Assignment 8, due Apr 4

Solutions

Part of the homework for 22C:112, Spring 2008
by Douglas W. Jones
THE UNIVERSITY OF IOWA Department of Computer Science

  1. Background: Consider a system with a page size of 512 bytes, with a file system where the sector size is also 512 bytes. The MMU on this system is simply turned off whenever a trap service routine is running.

    Consider this sequence of operations on a pre-existing disk file:

            fd = open( ... );
            lseek( fd, pos, SEEK_SET )
            write( fd, buf, 512 )
            close( fd );
    

    a) Describe the values of pos and buf that lead to the best case with regard to disk input/output performance. (0.5 points)

    Both pos and buf should be multiples of 512.

    b) Assume that pos does not conform to the constraints outlined in your answer to part a above, how many distinct read and write operations must be performed by the disk hardware? Explain them! (0.5 points)

    The write operation spans two sectors. To modify just part of the file, we need to

    1. read the first sector, modify the tail end of it from the buffer, and
    2. write the first sector back to disk, then
    3. read the second sector, modify the head end of it from the buffer, and
    4. write the second sector back to disk.

    So, it takes 4 distinct disk operations. If pos had been a multiple of 512, it would have taken just one operation.

    c) Assume that buf does not conform to the constraints outlined in your answer to part a above, how many distinct copys must be made from the user's buffer. Explain them. (0.5 points)

    If buf does not conform to the constraints outlined, the user's buffer spans two pages that are consecutive in the user's virtual address space. Unfortunately, these pages need not be physically consecutive, so the operating system must first copy the second part of the first page before copying the first part of the second page, as two separate operations. Potentially, each of these could require a page fault.

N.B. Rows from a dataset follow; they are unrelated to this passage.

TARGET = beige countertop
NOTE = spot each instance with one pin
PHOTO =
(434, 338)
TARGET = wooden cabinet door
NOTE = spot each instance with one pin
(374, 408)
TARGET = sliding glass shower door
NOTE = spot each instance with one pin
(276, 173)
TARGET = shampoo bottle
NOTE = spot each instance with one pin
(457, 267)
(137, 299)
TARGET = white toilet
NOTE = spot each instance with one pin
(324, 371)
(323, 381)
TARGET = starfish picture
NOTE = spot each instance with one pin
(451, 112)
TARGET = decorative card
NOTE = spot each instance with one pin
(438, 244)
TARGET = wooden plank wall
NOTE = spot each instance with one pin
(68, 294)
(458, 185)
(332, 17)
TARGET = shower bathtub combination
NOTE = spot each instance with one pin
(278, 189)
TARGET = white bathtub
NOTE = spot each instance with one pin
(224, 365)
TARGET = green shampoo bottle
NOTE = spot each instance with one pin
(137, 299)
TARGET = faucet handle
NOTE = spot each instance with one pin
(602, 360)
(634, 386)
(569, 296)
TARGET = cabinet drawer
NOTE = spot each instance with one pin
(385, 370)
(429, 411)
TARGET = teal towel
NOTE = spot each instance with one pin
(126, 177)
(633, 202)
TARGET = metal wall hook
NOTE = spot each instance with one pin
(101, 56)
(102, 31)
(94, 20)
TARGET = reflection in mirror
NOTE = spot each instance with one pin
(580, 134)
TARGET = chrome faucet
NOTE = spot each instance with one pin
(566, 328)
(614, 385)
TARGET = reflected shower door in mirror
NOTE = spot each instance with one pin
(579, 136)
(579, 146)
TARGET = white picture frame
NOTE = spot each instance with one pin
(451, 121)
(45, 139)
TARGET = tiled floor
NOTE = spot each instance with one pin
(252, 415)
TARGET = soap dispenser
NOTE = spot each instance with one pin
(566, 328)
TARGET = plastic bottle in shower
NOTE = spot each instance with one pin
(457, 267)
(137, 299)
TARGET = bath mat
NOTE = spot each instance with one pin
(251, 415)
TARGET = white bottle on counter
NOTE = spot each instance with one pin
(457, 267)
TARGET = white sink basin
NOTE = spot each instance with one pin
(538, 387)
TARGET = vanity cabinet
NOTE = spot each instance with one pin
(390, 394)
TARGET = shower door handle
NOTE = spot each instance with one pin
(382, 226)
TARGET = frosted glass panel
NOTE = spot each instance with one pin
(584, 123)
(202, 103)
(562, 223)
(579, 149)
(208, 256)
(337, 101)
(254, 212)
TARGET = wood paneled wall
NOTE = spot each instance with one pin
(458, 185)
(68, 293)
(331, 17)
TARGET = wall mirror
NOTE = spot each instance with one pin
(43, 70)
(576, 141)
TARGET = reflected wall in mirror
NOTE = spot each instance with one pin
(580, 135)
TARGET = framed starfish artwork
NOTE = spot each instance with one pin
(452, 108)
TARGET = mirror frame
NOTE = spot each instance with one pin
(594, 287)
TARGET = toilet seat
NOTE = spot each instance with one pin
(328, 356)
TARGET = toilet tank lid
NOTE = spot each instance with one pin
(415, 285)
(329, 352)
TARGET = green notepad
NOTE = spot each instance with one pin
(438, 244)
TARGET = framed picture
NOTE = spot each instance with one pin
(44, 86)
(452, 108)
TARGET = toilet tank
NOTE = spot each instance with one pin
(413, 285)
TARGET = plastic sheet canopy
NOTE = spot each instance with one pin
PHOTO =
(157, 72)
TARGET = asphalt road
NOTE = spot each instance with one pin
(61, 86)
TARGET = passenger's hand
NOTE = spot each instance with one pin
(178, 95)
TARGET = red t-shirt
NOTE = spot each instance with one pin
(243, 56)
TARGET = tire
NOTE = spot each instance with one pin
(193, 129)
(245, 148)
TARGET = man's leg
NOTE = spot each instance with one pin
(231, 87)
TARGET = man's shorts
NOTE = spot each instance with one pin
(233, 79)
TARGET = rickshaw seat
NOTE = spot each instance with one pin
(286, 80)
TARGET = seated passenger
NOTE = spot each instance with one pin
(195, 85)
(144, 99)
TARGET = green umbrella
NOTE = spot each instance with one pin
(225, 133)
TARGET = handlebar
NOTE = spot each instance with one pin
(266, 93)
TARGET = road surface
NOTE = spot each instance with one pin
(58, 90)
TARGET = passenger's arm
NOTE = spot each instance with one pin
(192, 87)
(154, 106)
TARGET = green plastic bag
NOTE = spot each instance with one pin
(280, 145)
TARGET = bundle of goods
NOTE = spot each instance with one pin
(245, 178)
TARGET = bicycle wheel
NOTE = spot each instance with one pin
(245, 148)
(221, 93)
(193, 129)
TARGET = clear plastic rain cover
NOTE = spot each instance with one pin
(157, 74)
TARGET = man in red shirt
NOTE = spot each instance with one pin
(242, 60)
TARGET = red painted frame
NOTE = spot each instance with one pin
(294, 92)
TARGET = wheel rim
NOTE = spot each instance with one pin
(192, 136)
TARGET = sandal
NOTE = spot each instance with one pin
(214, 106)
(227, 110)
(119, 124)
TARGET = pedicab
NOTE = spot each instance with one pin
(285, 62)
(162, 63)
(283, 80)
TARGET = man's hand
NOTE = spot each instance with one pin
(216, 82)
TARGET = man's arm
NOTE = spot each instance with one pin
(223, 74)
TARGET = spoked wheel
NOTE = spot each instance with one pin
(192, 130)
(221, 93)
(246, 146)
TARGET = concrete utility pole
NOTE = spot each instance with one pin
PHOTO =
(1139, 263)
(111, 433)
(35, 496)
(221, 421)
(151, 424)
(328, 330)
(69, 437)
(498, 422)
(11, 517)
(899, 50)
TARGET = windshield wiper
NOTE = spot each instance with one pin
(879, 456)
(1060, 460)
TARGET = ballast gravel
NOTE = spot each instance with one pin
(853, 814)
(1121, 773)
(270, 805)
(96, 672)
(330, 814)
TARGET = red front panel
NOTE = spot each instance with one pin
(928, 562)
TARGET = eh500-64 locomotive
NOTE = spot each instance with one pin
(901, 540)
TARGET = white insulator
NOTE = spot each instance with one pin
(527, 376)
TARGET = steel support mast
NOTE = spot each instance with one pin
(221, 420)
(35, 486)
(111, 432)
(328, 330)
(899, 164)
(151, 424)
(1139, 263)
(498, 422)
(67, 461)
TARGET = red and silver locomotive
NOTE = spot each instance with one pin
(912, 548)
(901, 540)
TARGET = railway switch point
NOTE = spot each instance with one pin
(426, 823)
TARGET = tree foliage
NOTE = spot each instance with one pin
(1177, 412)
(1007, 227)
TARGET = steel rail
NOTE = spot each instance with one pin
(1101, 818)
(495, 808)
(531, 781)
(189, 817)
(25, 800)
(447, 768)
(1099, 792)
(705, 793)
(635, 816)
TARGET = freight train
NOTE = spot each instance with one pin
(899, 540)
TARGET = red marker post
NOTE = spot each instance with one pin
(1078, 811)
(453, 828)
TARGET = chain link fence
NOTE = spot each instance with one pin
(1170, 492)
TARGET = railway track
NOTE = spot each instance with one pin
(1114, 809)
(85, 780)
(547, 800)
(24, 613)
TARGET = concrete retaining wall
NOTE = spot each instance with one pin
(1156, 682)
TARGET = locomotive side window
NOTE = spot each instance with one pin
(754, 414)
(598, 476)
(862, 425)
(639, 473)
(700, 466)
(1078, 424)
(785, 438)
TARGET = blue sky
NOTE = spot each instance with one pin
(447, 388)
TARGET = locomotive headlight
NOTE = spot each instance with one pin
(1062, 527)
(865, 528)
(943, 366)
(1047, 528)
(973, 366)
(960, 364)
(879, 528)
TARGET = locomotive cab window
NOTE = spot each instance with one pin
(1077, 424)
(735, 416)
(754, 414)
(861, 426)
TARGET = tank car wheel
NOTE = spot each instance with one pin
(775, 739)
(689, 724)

    d) Combine your answers to parts b and c, describing a likely sequence of events. You may assume the system has some kind of disk cache, if that simplifies your answer. (0.5 points)

    If neither the disk address nor the memory address are aligned, there will be 4 distinct disk operations on the file, possibly two page faults, and 2 or 3 distinct memory to memory copy operations:

    1. read the first sector of disk.
    2. possibly force a page fault on the first section of the user buffer.
    3. copy the part or all of the head end of the user's buffer, which is in the tail end of the first page, into the tail end of the first disk buffer.
    4. read the second sector of disk.
    5. possibly force a page fault on the second section of the user buffer.
    6. if the least significant 9 bits of pos and buf differ, there will be a copy operation from the middle chunk of the user's buffer. This could be from either the very tail end of the first page or the very head end of the second page, and it will be to either the very head end of the second buffer or the very tail end of the first buffer, depending on how pos and buf differ.
    7. write the first sector back to disk.
    8. copy the part or all of the tail end of the user's buffer, which is in the head end of second page, into the head end of the second disk buffer.
    9. write the second sector back to disk.

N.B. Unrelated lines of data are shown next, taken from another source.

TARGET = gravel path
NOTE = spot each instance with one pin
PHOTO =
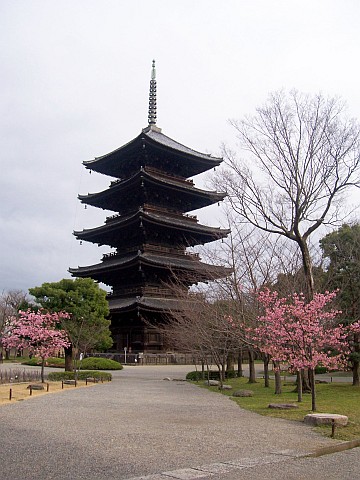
(140, 425)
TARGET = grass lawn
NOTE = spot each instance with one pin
(340, 398)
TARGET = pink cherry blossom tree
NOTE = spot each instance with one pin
(39, 333)
(301, 334)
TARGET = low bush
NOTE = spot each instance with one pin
(319, 370)
(49, 362)
(213, 375)
(81, 375)
(98, 363)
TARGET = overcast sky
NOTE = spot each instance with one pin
(74, 85)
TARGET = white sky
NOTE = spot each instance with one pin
(74, 85)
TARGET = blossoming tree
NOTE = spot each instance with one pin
(301, 334)
(39, 333)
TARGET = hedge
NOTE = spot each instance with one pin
(213, 375)
(81, 375)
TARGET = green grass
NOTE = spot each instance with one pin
(340, 398)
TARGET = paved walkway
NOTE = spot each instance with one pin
(143, 427)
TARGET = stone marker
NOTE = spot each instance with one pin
(283, 406)
(212, 383)
(243, 393)
(325, 419)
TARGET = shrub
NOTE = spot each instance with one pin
(81, 375)
(213, 375)
(49, 362)
(319, 370)
(98, 363)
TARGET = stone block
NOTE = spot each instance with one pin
(243, 393)
(283, 406)
(325, 419)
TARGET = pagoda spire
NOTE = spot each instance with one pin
(152, 97)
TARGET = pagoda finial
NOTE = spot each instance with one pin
(152, 97)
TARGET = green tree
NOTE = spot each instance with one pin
(342, 250)
(85, 301)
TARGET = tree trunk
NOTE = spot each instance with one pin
(266, 371)
(278, 386)
(240, 366)
(355, 362)
(230, 362)
(299, 385)
(307, 266)
(313, 392)
(221, 382)
(252, 373)
(68, 359)
(356, 375)
(42, 370)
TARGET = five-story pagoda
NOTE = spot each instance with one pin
(150, 230)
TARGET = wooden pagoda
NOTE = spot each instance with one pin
(150, 230)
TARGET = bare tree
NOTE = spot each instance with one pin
(303, 156)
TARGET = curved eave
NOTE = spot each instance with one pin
(116, 264)
(144, 304)
(112, 197)
(110, 163)
(189, 229)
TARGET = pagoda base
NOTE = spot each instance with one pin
(136, 333)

  2. Background Look at the boundary tag data structure documented in the notes for Lecture 27. Assume you eliminate the use of a free list, and simply search sequentially through the heap for the next block. Also assume that you always start searching from the lowest block in the heap.

    a) How does the data structure simplify in this case. (Hint, the simplification is considerable). (0.5 points)

    First, of course, the free-list pointers are completely eliminated. Second, if the search is always from the lowest block in the heap, there is never a need for back links, so each boundary tag is just one bit to indicate used or free, plus a pointer to the next tag.

    b) If your computer system has virtual memory, what would the performance implications of this new heap be, as compared with the heap described in the notes. (There are implications with regard to page fault rate that are distinct from the implications with regard to CPU cycles needed per allocate, on average.) (0.5 points)

    Always searching from one end would generally keep the heap compact, with large unused blocks in the heap at high addresses and only a few successively smaller free blocks at the start of the heap. In comparison, the complex algorithm given in the notes will spread blocks of all types uniformly through memory. As a result, the simplified data structure will have better locality of reference and therefore fewer page faults in a virtual memory environment.

    Of course, there is an expense: Searches for new memory blocks will tend to be longer than they would be if free blocks were uniformly distributed through memory. Here, we saved page faults at the expense of increased computational cost.